Chanting “no range, no train,” all 71 members of the Yale Police Benevolent Association, the union that represents many Yale Police Department officers and patrolmen, protested the YPD’s new firearm qualification policy on Wednesday afternoon.

The protest, which took place outside the YPD’s headquarters on the corner of Ashmun and Lock streets, concerned a controversial new firearm training rule for YPD officers. Before this summer, when officers failed a test for gun proficiency twice, they entered a 30-day remedial period to improve and could repeat the process of testing and training until they passed. But in June, the Yale Police Department enacted General Order 302C, a policy that added disciplinary actions as severe as dismissal when officers fail to reach a designated level of gun proficiency after being given 30 weekdays to reach that level.

Members of the YPBA held two informational picketing sessions, one at noon and another at 3:30 p.m., to protest the YPD’s alleged lack of good faith in negotiating the current dispute.

Rich Simons, the YPBA president and a YPD patrolman, said he found the new policy restrictive and the 30-day time frame most troubling. He said the University cannot expect officers to pass the test in such a short period without providing them with a reliable location to practice shooting.

“It’s about the time and length that we have to qualify,” Simons said. “We want to be proficient, but you [have] got to give us [time].”

Mike Hall, YPBA spokesman and a YPD patrolman, and Simons said that due to the lack of available nearby shooting ranges, officers have had to travel to neighboring towns to find places to practice. Some officers have traveled as far as Glastonbury, about a one-hour drive from New Haven, preventing them from receiving optimal training, Hall said.

YPD officer Adam Marong said that under former Chief James Perrotti, officers received more intensive firearms training. He said Chief Ronnell Higgins has decreased the amount of training for officers. Marong also said officers used to be able to practice at the New Haven Police Department but can no longer access that location.

In an email to the News, University spokesman Tom Conroy said that YPD officers have sufficient training opportunities and that the NHPD’s shooting range will be available for YPD officers after current renovations there are completed.

“Officers are offered as many opportunities to qualify during the remedial firearms training period as deemed reasonable by them and the instructors,” Conroy said. “The Yale Police has always made firing ranges available for training.”

Wednesday’s picketing also drew support from other university unions, such as Locals 34 and 35, as well as other employees including Yale security guards.

John Maturo, a member of Local 35 and a plumber at Yale’s physical plant, said all the plumbers from Local 35 attended the event to stand in solidarity with his fellow workers.

“I am going to support every part of [the union] organization to make Yale a better place to work, because we need a safe place to work — that’s why I am here to support my brothers,” Maturo said. “We are very strong here.”

After receiving notification of the new general order, the YPBA offered a counterproposal to the University, in which the 30-day remedial training period was extended to 90 days.

But Andrew Matthews, one of the attorneys representing the YPBA, said the University refused to consider this compromise. Higgins was also not interested in the union’s proposal, Hall said.

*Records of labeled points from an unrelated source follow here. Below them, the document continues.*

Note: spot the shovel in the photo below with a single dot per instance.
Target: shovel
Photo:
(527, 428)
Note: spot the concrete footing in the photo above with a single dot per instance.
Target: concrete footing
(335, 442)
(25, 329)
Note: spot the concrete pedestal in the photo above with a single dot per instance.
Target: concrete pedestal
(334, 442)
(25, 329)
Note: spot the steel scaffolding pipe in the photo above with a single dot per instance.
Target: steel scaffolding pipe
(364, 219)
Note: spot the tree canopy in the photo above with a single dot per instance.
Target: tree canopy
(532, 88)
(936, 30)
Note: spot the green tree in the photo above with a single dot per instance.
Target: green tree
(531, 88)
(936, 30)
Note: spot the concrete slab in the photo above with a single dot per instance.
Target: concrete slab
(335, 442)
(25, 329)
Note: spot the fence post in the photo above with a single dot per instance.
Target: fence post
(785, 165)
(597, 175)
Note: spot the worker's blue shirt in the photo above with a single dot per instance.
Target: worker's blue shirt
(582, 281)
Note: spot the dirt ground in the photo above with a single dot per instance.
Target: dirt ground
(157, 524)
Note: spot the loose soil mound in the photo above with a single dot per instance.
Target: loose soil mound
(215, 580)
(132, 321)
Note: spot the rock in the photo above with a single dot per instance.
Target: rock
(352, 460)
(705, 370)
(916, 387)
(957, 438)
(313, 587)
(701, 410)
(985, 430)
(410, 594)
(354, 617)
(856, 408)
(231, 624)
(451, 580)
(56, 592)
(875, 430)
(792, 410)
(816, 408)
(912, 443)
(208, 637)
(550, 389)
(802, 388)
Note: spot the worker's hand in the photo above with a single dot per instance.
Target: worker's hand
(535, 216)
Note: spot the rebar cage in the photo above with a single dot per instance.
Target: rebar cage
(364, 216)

“There has been no change in their attitude whatsoever,” Hall said. “They’ve given us no update, still refusing to talk to us, refusing to negotiate with us. We are just at a standstill. And that’s why we are out there today.”

YPBA members demanded a statement from Higgins during the Wednesday protest, but he did not come outside to meet them.

This dispute coincides with the ongoing contract negotiation between the YPBA and Yale, but the former has not influenced the latter’s progress, Matthews said. He added that the initial draft of General Order 302C required all YPD members to be proficient with both pistols and rifles, a requirement not found in any police department in Connecticut. After agreeing to remove the rifle qualification requirement, the University and YPBA reached an impasse in further negotiations.

On Sept. 21, the YPBA filed an unfair labor practice grievance with the National Labor Relations Board, alleging that the University did not bargain in good faith. After the NLRB found merit in YPBA’s claims, it deferred the case to third-party arbitration, a process that is underway, Matthews said.

He added that Yale and the YPBA have requested a list of viable arbitrators from the Federal Mediation and Conciliation Service. Both parties will work in conjunction to find a neutral arbitrator, who will decide whether General Order 302C complies with federal labor regulations.

The final selection can be expected within the coming weeks, Matthews added.

According to Article 16, Section Four of the YPBA contract, either the University or the union can reject the first panel of arbitrators and request a second panel within seven days.